青金
結局私は正しい選択をしようと迷っているだけなのだろうか。
人間をやめるか、人間に戻るか。通常なら決してありえない究極の選択だ。人間ってなんだろう。
そんな哲学的な思考すら浮かんでくる。人間をやめることは正しいのかといわれれば正しくないに決まっているけれど。
ふと思いついたことを言ってみる。
「あのさ、これ、白い石を選んだ人ってもう、子供を作れないようにしたんじゃないの」
玉響媛は小さく眼を見開いた。
「よく気がついたな」
「あの女が言っていたもの、私達は玉響媛を害する道具だって、だったら自分の管理の外にまた血脈が増えるのは御免こうむりたいんじゃないの?」
なんとなく背後がざわめいた。
玉響媛はうすい笑みを刻んだまま、私に言う。悪びれもせずに。
「というより、体質が変わってしまったのはもう元には戻せないんだ。ただ私の力で戻ったように見せかけているだけで、だから寿命を五十年に区切らせてもらった」
つまり、五十年後に殺すってことだけど。五十年後に死にはぐったらまた元に戻るってことか、死にはぐる可能性は低そうだけど。とにかく最初の質問に戻る。
「ええと、こっちって。子供ができにくいの?」
「確率は低い、長生きする個体はとことん長生きするからな」
「なるほど」
強い個体は繁殖能力が低い。象やライオンがウサギやネズミより繁殖しにくいみたいなもんなんだろう。

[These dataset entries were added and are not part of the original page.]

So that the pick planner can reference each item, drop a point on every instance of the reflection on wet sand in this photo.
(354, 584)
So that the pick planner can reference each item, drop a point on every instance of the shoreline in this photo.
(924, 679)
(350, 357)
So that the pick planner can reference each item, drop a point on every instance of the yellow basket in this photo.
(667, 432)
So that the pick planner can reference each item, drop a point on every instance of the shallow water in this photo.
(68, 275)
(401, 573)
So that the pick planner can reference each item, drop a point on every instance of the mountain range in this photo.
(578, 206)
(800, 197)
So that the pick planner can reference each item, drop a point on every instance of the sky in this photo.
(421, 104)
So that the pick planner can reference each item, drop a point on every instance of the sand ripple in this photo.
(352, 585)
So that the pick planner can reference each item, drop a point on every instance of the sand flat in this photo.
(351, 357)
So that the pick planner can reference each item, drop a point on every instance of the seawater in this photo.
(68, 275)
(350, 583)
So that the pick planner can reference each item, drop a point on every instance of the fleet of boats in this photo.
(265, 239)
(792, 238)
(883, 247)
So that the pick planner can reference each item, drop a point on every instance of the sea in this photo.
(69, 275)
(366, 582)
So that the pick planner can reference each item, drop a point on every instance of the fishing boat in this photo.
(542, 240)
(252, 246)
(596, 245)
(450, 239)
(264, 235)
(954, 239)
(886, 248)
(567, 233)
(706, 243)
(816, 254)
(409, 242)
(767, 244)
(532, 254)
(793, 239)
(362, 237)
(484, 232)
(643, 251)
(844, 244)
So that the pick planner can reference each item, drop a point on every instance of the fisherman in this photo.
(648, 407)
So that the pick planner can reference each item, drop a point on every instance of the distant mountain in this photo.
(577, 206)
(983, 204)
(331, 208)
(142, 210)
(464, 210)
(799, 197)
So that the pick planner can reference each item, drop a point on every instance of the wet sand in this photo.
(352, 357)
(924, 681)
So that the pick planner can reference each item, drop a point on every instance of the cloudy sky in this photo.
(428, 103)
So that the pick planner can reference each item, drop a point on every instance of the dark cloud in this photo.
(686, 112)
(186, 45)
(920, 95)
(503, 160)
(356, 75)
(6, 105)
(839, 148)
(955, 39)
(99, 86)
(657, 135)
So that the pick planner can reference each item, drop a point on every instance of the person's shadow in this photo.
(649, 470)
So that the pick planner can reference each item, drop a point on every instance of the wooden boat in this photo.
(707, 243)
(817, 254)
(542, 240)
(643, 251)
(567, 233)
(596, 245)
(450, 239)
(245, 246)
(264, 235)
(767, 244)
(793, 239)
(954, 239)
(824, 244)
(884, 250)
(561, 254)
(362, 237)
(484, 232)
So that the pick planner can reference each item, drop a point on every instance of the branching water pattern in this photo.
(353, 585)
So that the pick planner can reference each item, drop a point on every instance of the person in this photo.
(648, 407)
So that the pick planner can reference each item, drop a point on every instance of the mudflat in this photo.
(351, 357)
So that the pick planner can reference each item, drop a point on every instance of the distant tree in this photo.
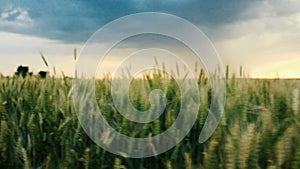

「あと、子供ができた場合、その子供に私の力は及ばないから」
その言葉に一気に血の気が引く。
「それってもしかして、夜や空みたいになっちゃうってこと?」
うあ、それは怖い、夜と空がなんとかなっていたのは結局月無が育児参加していたからなんだ。
「そうだね、そう言う事態になるよりは不妊症のほうがまだましだね」
不妊症という仲間がいっぱいいる不幸のほうがまだましだろう。人間じゃない子供を持つ、人間になるよりは。
周囲のざわめきは別の形になったようだ。
玉響媛は両手を私に差し出している。
もう、すべての判断材料は出尽くした。
麻巳子さんと両親を両てんびんにかけるのは両親に悪いだろうか。
右か左かを選べば、どっちかとは確実に縁が切れるけれど。
右を取ったとしても、麻巳子さんともう一度会えるなんて決まってはいないだろうし。
だけど、私は覚えている。命を食らった時のあの愉悦を。
つかんだ首から流れてくる。それがとても心地よかったこと、あれを覚えてしまった私があちらで生きていっていいんだろうか。
ぺろりと私は唇をなめた。
少しずつ少しずつ玉響媛に近づいている。
そして私は手を伸ばす。
青金がどちらを選ぶかはわからないまま終わらせる。この落ちは最初から決めていました。引き延ばしたままこんな落ちと怒られる方がいましたらごめんなさい。